I just bought a 7D + 50mm 1.8 and I immediately started shooting with it but I've encountered a problem. So, I've read that if I want to create the cinematic effect I always have to set the shutter speed the double of the frames I'm using (eg if I use 30 frames I should set shutter speed at 1/60). That's what I did. Since I want to create that beautiful bokeh effect I have the aperture at 1.8 but the thing is, there's just too much light and the image is all white. I'm doing anything wrong or is it like that?
Help me out please!
Your combination ( 7D & 1.8 ) is capable of producing some powerful video results. Just treat that 1.8 very gently -- it's not know for its durability.

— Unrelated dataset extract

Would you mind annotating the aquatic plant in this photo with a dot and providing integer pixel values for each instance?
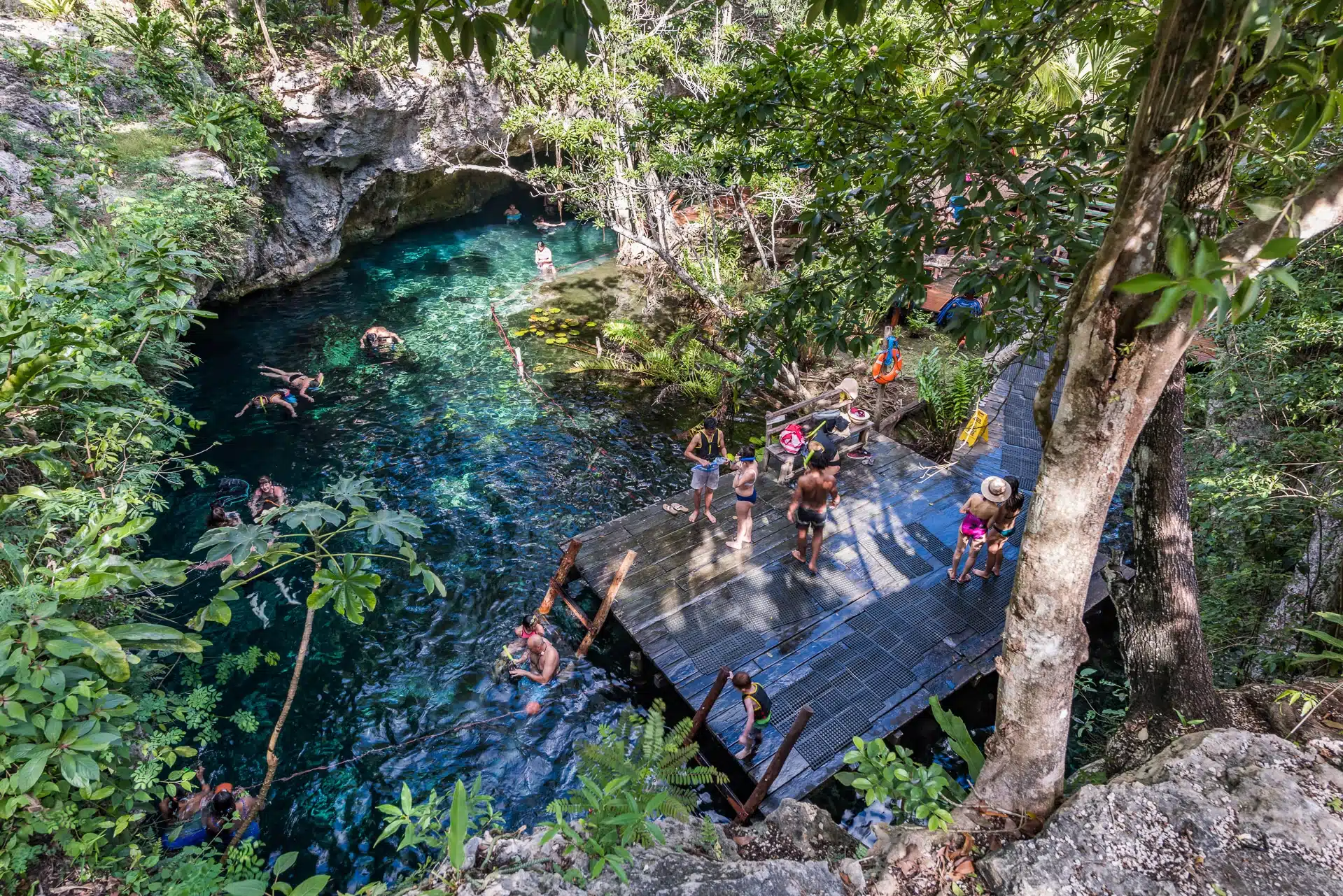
(635, 771)
(343, 578)
(681, 365)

The neutral density filter advice is correct. If you want to save money, buy simple ND filters -- from memory I think, think, the one to start out with for daylight shots is the 4 stop filter. I use a variable ND, and it cost much more. It's the difference between thirty bucks and two hundred.

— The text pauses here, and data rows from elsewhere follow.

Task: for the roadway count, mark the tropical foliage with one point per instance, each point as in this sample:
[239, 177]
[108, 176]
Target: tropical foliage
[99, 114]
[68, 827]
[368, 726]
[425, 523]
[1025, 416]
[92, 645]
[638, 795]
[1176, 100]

Stopping your nifty-fifty down to 2.8 is also good advice. After you get your ND filter and shoot something outside, the difference in sharpness between 1.8 and 2.8 will be shockingly apparent.

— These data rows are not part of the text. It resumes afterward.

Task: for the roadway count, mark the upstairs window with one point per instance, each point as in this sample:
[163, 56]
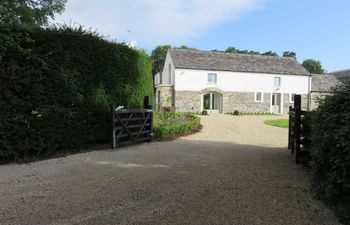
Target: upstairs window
[212, 78]
[259, 97]
[277, 82]
[169, 68]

The "cinema" look on your 7D is shutter at 1/50th at 1080/24p. But, don't get too chained down by the "shutter rules." Experiment, be free, be bold. The shutter speed isn't what's creating a "cinematic" look -- it's your frame rate (60p, 30p, 24p) that has the most obvious effect. 24p is the "movie" frame rate, 30p is the TV frame rate, and 60p (at 720) is the HD cable news network look frame rate.
I think someone in this thread asked if the 5D or 7D is being used more for productions. The honest answer is they're both being used -- and everyone who's using them both is waiting for the 5Dm3. Currently, either is a good option relative to HDSLR video. For example, Philip Bloom, the guru-extraordinaire of HDSLR video, his favorite camera is the 5D. However, according to him, almost everything he shot for George Lucas on "Red Tails" was done on a 7D because you can mount a PL lens on a 7D -- but can't on a 5D.
So -- can you use your nifty-fifty and 7D to make a feature film? Absolutely yes. Your issue isn't lack of equipment, it's lack of experience. Learn, learn, learn, practice, practice, practice, test, test, test...... Your only barriers are your skills and imagination.